Alberta Minute: Fiscal Stabilization, Carbon Taxes, and Naughty or Nice
Alberta Minute - Your weekly one-minute summary of Alberta politics.
This Week In Alberta:
- The Legislature is, of course, not sitting this week, and there are no committee meetings either, due to the Christmas break. Government offices are closed from December 24th to January 1st, reopening January 2nd. The next committee meetings aren't until January 20th.
- Over the holiday, there are a large number of Christmas and winter events happening around the province. Here are just a few of them.
- As for next year, the 2020 Session calendar hasn't yet been released. The Government House Leader has until January 15th to do so but, unless the calendar indicates otherwise, the spring sitting will commence on February 11th, 2020.
Last Week In Alberta:
- Premier Kenney went to Ottawa and asked Trudeau for $2.4 billion - the extra amount Alberta would have received in recent years had there been no cap to the Fiscal Stabilization Program. The FSP is separate from Equalization and is designed to help provinces who are suffering short term economic drops, but there's a catch in the form of a $60 per-person per-year cap. Yes, the cap on the Fiscal Stabilization Program shouldn't exist, but $2.4 billion is really only a drop in the bucket compared to the $20 billion a year that Equalization costs. The Alberta government needs to stop with the distractions and give Albertans the equalization referendum they were promised.

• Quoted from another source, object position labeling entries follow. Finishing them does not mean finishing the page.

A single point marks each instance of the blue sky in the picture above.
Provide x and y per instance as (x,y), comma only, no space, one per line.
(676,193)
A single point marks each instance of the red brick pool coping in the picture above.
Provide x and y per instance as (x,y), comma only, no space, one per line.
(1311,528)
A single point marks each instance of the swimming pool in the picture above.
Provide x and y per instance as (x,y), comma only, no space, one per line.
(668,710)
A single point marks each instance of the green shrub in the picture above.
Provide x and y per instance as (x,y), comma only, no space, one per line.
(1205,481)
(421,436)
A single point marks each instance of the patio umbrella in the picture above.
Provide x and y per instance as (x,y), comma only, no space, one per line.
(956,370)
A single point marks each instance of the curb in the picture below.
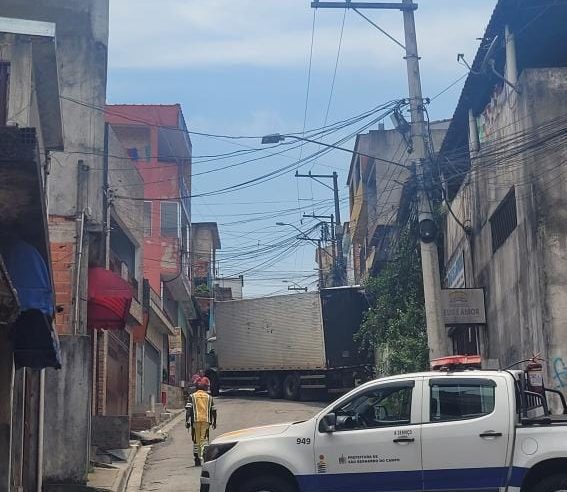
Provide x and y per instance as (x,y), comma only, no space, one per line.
(122,484)
(136,473)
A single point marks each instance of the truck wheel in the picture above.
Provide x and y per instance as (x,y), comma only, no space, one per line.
(292,387)
(554,483)
(274,385)
(266,483)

The battle over the federal carbon tax continued in a hearing at the Alberta Court of Appeals. Ottawa maintained the argument that the carbon tax comes under the Constitution’s peace, order and good government clause, claiming that national standards on greenhouse gas emissions are a matter of national concern that only Parliament can address. The problem is that if we let the federal government decide what is a "national concern," they could decide *anything* is a "national concern". At that point, why even have provinces?
- Our friends at the Canadian Taxpayers Federation released their annual Naughty or Nice list. Lower taxes and lower expenses for some politicians are on the Nice list, while corporate welfare and union demands for massive pay hikes made the Naughty list.